Anioł Stróż - osobisty bodyguard chciałoby się powiedzieć. Czasami mam wrażenie, że zapominamy o nim i skazujemy na bezrobocie. Bo przecież my sobie ze wszystkim sami damy radę. A bądźmy szczerze, że tak nie jest.
Jedną z pierwszych modlitw, jaką poznałam, była właśnie ta do Anioła Stróża. Bardzo ją lubię. Pamiętam, że w dzieciństwie miałam też obrazek, który przedstawiał małe dziecko i obok małego anioła. Ucieszyłam się, gdy go po latach znalazłam.

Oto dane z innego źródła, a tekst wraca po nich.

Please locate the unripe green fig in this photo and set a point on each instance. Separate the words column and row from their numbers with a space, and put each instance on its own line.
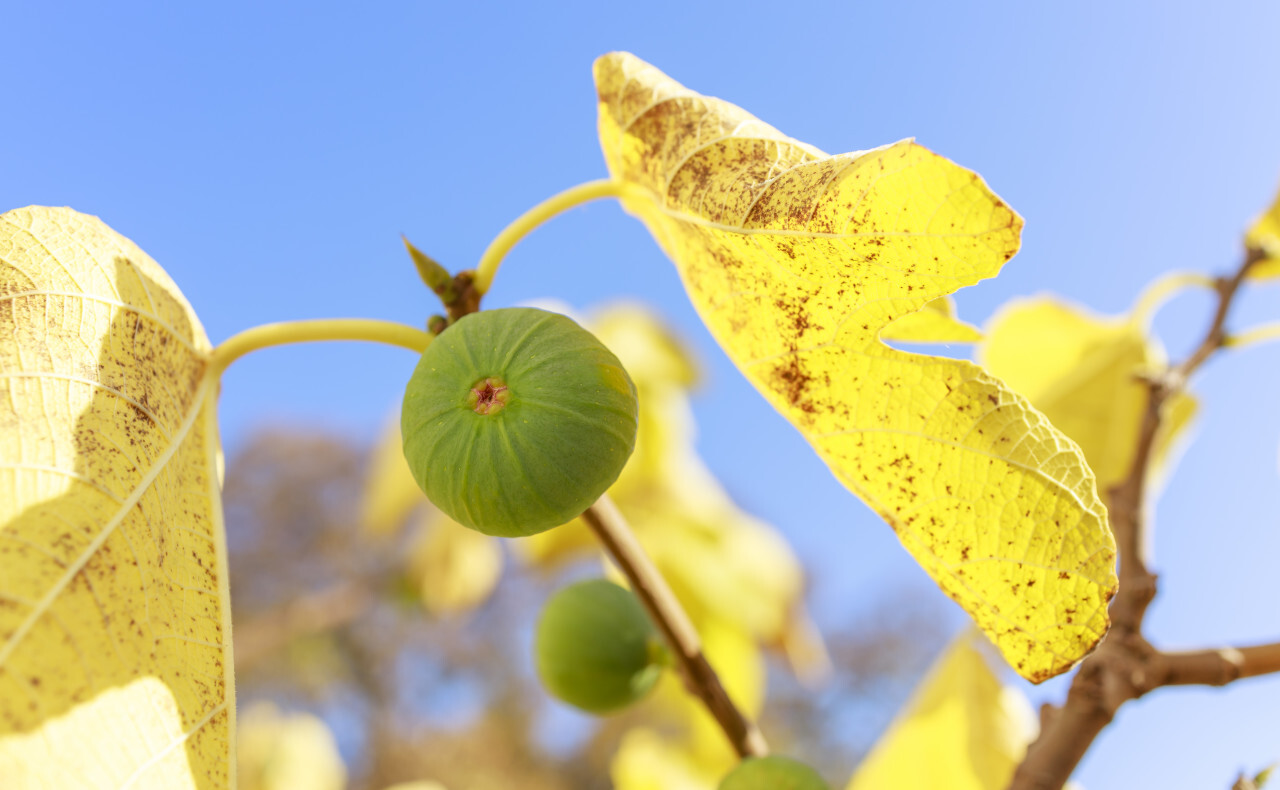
column 516, row 420
column 772, row 773
column 594, row 647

Myślę, że gdzieś tak od liceum mój stosunek do Anioła Stróża zmienił się. Częściej się do niego zwracam o pomoc. Proszę, żeby mnie pilnował, jak np. jadę samochodem. Czasem w skrócie mówię do niego AS. Wiem, że mnie pilnuje i pewne sytuacje naprawdę mogły mieć różne zakończenie, gdyby nie jego interwencja.
Wielu świętych pisało i zwracało uwagę na swoich aniołów stróżów. Mnie ujęła historia dotycząca m.in. Dominika Savio. Mały święty nie raz doświadczył pomocy swojego Anioła Stróża. Jego mama od najmłodszych lat go uczyła: "Pamiętaj Dominiku, że obok ciebie jest twój Anioł stróż. Nie obrażaj go nigdy żadnym grzechem i wezwij go na pomoc, jeśli będziesz jej potrzebował". Chłopak zapamiętał uwagi mamy. Pewnego razu jego młodsza siostra Rajmunda wpadła do stawu i zaczęła tonąć. Dominik wskoczył do wody i ją wyciągnął. Ktoś zapytał go, jak tego dokonał. Odpowiedział: "Jedną ręką trzymałem Rajmundę, a drugą podałem mojemu Aniołowi Stróżowi".
Nie bał się też chodzić sam. Droga, którą przemierzał codziennie do szkoły nie należała do najbezpieczniejszych, pytany czy się nie boi chodzić samemu odpowiadał: "Nie jestem sam. Mam Anioła Stróża, który towarzyszy mi na każdym kroku".
Myśl na dziś: "Nie jestem sam. Mam Anioła Stróża, który towarzyszy mi na każdym kroku" (św. Dominik Savio).